French cinema, naturally, has perfected the form, whether treating lovers as chess pieces in Max Ophüls’s glorious The Earrings of Madame de… (1953), a lavish belle epoque carousel of hearts that loves the game more than it does the players, or stripping things back to the frank New Wave modernity of François Truffaut’s Jules and Jim (1962), where the vibrant, free-thinking Jeanne Moreau ostensibly comes between two male pals, though it’d be more accurate to say she’s the locus of their friendship.

Depending on how you tilt it, the love triangle can be played for effervescent comedy or shattering drama. On the latter front, romantic conflict has rarely been as life-and-death elemental or ultimately cathartic as in FW Murnau’s immortal 1927 silent movie Sunrise: A Song of Two Humans (free to watch, with ads, on Amazon Freevee), a town-versus-country duel whose very title tips you off as to which pairing is the true one, though it’s no less moving for its preordained conclusion. Jane Campion’s The Piano (1993), a searingly erotic fable of abuse and self-liberation, often plays like a silent film transplanted to a more feminist storytelling era, and not just because of Holly Hunter’s mute, haunting heroine. And in Terrence Malick’s Days of Heaven (1978), one dazzling golden-hour composition after another doesn’t mollify the raw feeling driving its rural romance of duplicitous seduction and switched allegiances.

It’s a world away from the fleet, sparkling roundelay of affections in a romantic comedy such as George Cukor’s The Philadelphia Story (1941), where hearts are traded as quickly and easily as casual, witty barbs, and a Shakespearean all’s-well-that-ends-well sensibility tends to smooth over any hurt feelings. Billy Wilder used the formula to put different generations of masculinity in competition – over a perfectly winsome Audrey Hepburn, of course – in Sabrina (1954), with Humphrey Bogart’s crusty paternalism prevailing over William Holden’s flash machismo. The most interesting modern twist on the triangulated romcom, meanwhile, remains My Best Friend’s Wedding (1997), in which Julia Roberts’s calculated nuptials-crasher is both heroine and villain, too smart by half for the sweetly dull coupling she’s trying to disrupt.

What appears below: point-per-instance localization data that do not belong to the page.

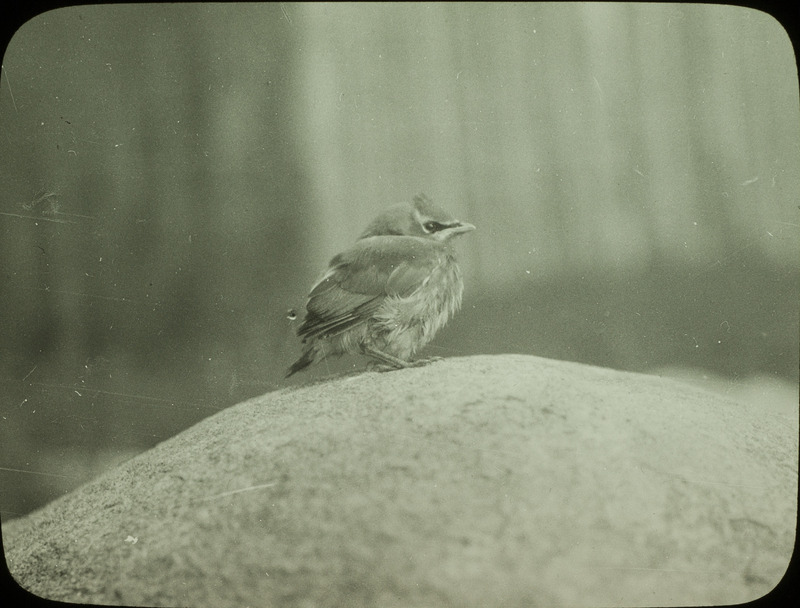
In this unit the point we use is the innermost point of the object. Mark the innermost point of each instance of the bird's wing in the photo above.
(359, 279)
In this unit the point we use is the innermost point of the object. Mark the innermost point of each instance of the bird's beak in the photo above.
(462, 227)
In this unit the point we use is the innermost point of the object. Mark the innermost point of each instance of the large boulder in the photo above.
(481, 481)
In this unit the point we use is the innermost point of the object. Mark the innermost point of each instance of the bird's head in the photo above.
(419, 218)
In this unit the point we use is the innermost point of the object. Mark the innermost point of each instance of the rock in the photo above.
(481, 481)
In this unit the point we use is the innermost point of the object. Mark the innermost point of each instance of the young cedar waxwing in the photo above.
(388, 294)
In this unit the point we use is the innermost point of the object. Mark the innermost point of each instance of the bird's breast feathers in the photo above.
(401, 284)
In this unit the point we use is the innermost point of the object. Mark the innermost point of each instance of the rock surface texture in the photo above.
(480, 481)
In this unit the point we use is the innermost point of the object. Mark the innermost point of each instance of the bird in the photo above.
(388, 294)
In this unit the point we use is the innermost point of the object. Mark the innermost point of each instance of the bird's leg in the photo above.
(396, 362)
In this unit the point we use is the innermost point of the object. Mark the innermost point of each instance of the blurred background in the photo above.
(175, 178)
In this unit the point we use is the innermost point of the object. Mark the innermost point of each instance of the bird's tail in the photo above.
(306, 359)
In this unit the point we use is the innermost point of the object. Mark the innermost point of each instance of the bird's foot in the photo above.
(390, 363)
(421, 362)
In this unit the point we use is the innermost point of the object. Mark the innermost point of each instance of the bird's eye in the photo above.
(432, 226)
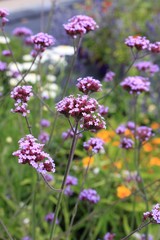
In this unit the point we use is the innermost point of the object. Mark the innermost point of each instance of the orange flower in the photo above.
(155, 125)
(154, 161)
(105, 135)
(156, 141)
(147, 147)
(87, 161)
(118, 164)
(123, 192)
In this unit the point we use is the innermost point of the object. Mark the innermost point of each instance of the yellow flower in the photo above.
(105, 135)
(87, 161)
(154, 161)
(147, 147)
(123, 192)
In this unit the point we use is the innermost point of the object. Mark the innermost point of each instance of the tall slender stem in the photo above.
(70, 158)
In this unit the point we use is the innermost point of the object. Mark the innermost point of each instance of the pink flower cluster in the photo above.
(80, 25)
(154, 214)
(32, 153)
(82, 108)
(143, 133)
(88, 85)
(147, 66)
(94, 144)
(21, 95)
(3, 14)
(41, 41)
(89, 195)
(22, 32)
(136, 84)
(139, 42)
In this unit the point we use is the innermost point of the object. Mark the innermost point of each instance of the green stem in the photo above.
(71, 154)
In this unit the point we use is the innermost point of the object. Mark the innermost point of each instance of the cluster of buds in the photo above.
(3, 16)
(30, 152)
(21, 95)
(80, 25)
(70, 181)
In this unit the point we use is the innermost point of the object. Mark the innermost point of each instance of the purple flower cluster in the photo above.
(136, 84)
(103, 110)
(109, 236)
(126, 143)
(43, 137)
(70, 181)
(32, 153)
(109, 76)
(139, 42)
(80, 25)
(154, 214)
(88, 85)
(94, 144)
(22, 32)
(89, 195)
(49, 218)
(147, 66)
(3, 14)
(21, 95)
(82, 108)
(143, 133)
(41, 41)
(3, 66)
(6, 53)
(45, 123)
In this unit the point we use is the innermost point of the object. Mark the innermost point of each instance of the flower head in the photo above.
(80, 25)
(94, 144)
(88, 85)
(89, 195)
(139, 42)
(32, 153)
(136, 84)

Queer love triangles, meanwhile, have their own rules and codes – and ought to be considerably more interesting than the drab melodrama of the recent Harry Styles vehicle My Policeman (Prime Video). The underseen German film Free Fall (2013) covers comparable territory – with a cop protagonist to boot – in far more muscular fashion. Sadly unavailable to stream, but on DVD, John Schlesinger’s Sunday Bloody Sunday (1971) remains the great example of bisexual complexity, while Alfonso Cuarón’s wonderful Y Tu Mamá También (2001), also available only on DVD, uses a multidirectional threesome to open up the world for two young men still learning what they want in life. Finally, Yorgos Lanthimos’s wily, hilarious The Favourite (2018) proves that love triangles can be most riveting when you take men out of the equation entirely, or at least leave them as patsies on the side.

Also new on streaming and DVD

UK Jewish film festival online
After unfolding in cinemas over the past week, this annual feast of Jewish-oriented movies will open itself to streaming audiences from 21 to 27 November. Highlights of the programme include Israel’s official 2023 Oscars submission Cinema Sabaya, an uplifting portrait of a women’s film-making collective, and the stirring gay sports drama The Swimmer.

Nope
(Universal)
Jordan Peele’s exquisitely crafted, sleekly cryptic, western-infused UFO puzzler doesn’t have the crowd-pleasing immediacy of Get Out or the startling metaphorical power of Us, but still offers plenty to tease the mind and senses, confirming his status as one of Hollywood’s most essential current genre artists.

The Forgiven
(All platforms from 21 November)
John Michael McDonagh’s thriller about wealthy Londoners facing the consequences of a hit and run in the Moroccan desert has a 1990s-style travelogue gloss that slightly dulls the political impact of its story – but it’s luridly diverting and excellently played by Ralph Fiennes and Jessica Chastain.